On the steps of America's highest court Monday, pro-life demonstrators shouted in triumph.
"The Supreme Court recognized that American families do not lose their fundamental rights when they open a family business,” said Lori Windham of The Becket Fund for Religious Liberty.
In a 5-4 decision split along gender and ideological lines, Supreme Court justices ruled that employers with religious objections can refuse to pay for contraception, even though the Affordable Care Act requires it.
The grievance was brought, in part, by the Oklahoma-based craft store chain Hobby Lobby. It's owned and operated by the Green family, evangelical Christians.
Their objection was to emergency contraceptive methods, such as the "morning-after" pill, which they say equates to abortion.
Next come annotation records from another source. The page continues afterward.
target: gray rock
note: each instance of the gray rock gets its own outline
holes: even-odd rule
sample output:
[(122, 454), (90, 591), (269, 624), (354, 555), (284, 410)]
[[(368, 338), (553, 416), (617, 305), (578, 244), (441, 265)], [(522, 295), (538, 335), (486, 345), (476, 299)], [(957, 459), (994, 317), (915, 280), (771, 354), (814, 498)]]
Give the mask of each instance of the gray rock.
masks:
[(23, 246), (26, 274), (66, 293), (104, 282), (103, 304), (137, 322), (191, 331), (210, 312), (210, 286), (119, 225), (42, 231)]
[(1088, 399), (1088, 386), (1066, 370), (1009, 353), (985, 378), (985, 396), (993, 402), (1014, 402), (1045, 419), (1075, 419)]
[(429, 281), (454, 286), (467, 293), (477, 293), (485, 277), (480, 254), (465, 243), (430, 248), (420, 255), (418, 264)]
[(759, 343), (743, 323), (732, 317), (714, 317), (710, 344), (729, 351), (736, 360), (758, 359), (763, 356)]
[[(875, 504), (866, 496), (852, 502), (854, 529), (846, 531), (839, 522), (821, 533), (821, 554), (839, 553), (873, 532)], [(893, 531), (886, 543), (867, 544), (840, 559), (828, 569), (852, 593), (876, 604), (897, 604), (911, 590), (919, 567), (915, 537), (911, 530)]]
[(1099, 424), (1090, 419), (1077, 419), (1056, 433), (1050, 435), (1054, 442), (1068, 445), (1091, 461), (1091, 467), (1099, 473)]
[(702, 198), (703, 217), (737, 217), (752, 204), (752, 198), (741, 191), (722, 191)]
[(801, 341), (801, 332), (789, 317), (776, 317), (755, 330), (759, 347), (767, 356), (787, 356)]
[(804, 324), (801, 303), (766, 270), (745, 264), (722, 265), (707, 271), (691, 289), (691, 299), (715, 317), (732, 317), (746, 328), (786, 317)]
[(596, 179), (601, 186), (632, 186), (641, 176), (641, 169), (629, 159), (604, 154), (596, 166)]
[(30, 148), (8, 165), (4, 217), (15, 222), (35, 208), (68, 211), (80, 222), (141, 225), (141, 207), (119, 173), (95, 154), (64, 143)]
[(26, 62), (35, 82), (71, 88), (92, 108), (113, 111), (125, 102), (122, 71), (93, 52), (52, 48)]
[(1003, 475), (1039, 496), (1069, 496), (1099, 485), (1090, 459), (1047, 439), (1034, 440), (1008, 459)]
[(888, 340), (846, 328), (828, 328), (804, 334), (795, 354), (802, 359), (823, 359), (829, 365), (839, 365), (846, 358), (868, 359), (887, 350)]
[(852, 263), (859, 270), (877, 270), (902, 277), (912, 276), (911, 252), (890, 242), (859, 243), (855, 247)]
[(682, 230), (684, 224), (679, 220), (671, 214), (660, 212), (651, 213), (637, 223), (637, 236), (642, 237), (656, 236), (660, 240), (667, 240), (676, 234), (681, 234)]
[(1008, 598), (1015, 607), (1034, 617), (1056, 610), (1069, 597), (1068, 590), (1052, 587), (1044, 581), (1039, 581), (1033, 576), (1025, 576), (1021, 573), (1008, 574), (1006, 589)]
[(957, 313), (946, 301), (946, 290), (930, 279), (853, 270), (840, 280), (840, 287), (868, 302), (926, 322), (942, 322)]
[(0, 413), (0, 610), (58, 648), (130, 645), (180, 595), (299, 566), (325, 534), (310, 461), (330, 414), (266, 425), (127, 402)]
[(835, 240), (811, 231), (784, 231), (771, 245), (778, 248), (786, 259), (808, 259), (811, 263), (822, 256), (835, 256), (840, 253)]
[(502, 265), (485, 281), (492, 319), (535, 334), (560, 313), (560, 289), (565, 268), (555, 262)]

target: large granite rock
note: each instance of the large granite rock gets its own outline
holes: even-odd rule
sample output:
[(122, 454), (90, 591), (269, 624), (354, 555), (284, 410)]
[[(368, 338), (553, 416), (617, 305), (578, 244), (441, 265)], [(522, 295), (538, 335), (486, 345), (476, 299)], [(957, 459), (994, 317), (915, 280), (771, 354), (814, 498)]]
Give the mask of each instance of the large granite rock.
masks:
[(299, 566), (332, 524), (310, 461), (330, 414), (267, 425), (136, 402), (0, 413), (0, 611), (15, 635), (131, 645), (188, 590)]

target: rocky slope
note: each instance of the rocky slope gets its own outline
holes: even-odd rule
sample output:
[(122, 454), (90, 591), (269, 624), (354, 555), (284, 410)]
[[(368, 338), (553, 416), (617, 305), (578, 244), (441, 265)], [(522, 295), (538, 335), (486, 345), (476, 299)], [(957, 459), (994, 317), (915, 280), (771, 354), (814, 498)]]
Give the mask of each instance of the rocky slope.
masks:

The Supreme Court decision applies to for-profit businesses where at least 50 percent of the stock is held by five or fewer people. The owners must have clear religious beliefs.
"For religious ministries, although it's a building block, today's decision doesn't completely answer that,” said Jeff Mateer, general counsel at the Liberty Institute in Plano.
The Liberty Institute is a legal organization dedicated to defending religious liberty. It represents several other contraception cases along the lines of Hobby Lobby.
Mateer said some of those clients will be able to drop their suits, knowing that the Hobby Lobby decision protects their religious rights.